Yevtushenko is a poet who wishes to be accessible to as many people as possible. He refuses poetic isolation and an elitist concept of art. In fact, he has chosen photography as a medium because its meaning is immediately obvious and it does not become obscure in translation. Above all, he is an apostle of human brotherhood. He believes in kindness and mutual understanding. Invisible Threads captures this theme dramatically. He is satirical, disarmingly frank, yet idealistic and trusting. Images of Christ, the sea, African jungles, and neon lights all serve to highlight his essential optimism and hope for the future.

Yevtushenko’s poetry falls into distinct periods. The first, from 1952 to 1960, contains poems of youthful enthusiasm and is extremely autobiographical, as in “Zima Junction,” “The Visit,” and “Weddings.” Memories of war and the child’s inability to grasp its impact appear in “Weddings,” “Party Card,” and “A Companion.” Since Yevtushenko had not begun his travels at this time, his inspiration was limited to Russia, centering especially on Moscow, Siberia, and Georgia. Although Yevtushenko was born long after the Revolution and did not know it at first hand, he manifests amazing conviction and enthusiasm for its ideals. “Lies” and “Knights” are among the many typical examples. Lyricism, love, and, above all, human sympathy characterize this early period.

“Zima Junction”

Perhaps the best and most important poem of this period is “Zima Junction,” first published in the journal Oktyabr in 1956. It refers to a visit to his native village in 1953, after the death of Stalin, the Doctors’ Plot, and the deposition of Lavrenti Beria. Relatives and friends in far-off Siberia are anxious to learn all the news at first hand from this Moscow visitor, who, they expect, has all the information and has known Stalin personally. He accepts their naïveté with humor and respect for their simple lives, while at the same time noticing how both he and they have changed, and how they too have anxieties beneath the apparent simplicity of their ways.

The return to Zima Junction is the occasion for a retrospective glance at his own past and the past of his ancestors, as he recalls his great-grandfather’s trip to Siberia from his peasant village in the Ukraine, and his grandfather’s revolutionary idealism. Yevtushenko returns to the place where he was born not only for the past but also for the future, to seek “strength and courage.” He realizes that he, like the people of the village, has changed, and that it is difficult to decide wisely on a course of action. He personifies Zima Junction, which speaks to him through the forest and the wheat, in some of his best nature images.
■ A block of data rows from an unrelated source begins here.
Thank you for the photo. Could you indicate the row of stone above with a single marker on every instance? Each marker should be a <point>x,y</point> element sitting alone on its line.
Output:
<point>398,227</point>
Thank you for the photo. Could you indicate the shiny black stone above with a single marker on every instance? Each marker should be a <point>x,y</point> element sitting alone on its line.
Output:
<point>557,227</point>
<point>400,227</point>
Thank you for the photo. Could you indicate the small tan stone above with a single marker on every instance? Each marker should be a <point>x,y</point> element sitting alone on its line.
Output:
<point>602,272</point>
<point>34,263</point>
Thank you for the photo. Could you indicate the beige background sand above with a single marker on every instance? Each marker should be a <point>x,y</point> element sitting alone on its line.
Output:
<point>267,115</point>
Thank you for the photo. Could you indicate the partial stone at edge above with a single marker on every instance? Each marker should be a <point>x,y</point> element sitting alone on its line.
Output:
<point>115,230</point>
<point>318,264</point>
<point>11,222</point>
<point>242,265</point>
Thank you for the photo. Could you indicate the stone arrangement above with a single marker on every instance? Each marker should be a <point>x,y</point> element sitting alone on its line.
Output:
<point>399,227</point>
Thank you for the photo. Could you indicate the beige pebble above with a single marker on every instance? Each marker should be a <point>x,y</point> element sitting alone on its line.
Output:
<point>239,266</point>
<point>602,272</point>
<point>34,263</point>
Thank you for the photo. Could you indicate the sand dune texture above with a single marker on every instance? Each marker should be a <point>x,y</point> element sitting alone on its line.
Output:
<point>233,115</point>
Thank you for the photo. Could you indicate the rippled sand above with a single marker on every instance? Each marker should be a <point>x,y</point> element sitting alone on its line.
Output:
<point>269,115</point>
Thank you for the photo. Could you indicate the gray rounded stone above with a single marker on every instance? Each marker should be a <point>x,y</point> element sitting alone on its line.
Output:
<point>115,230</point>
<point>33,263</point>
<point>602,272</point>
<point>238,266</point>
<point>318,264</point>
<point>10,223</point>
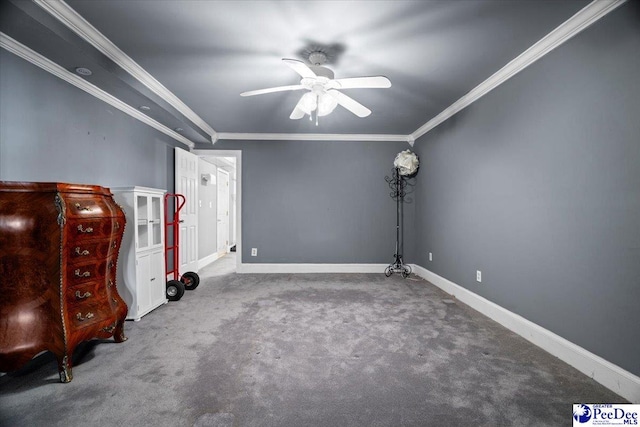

The section “Berry-Picking” has frequently been reprinted separately.

Throughout the poem, local color abounds, and Yevtushenko’s narrative quality emerges through images of such people as the barefoot berry picker, the garrulous fisherman, and the disappointed wife in the hayloft who complains of her ungrateful and inattentive husband. Yevtushenko’s family such as Uncle Volodya and Uncle Andrei, simple laborers, contrast with Pankratov, “the ponderous didactic president.” The wheat and the village speak to young Zhenya, who is on the uncertain threshold of manhood, urging him to explore the world over and to love people.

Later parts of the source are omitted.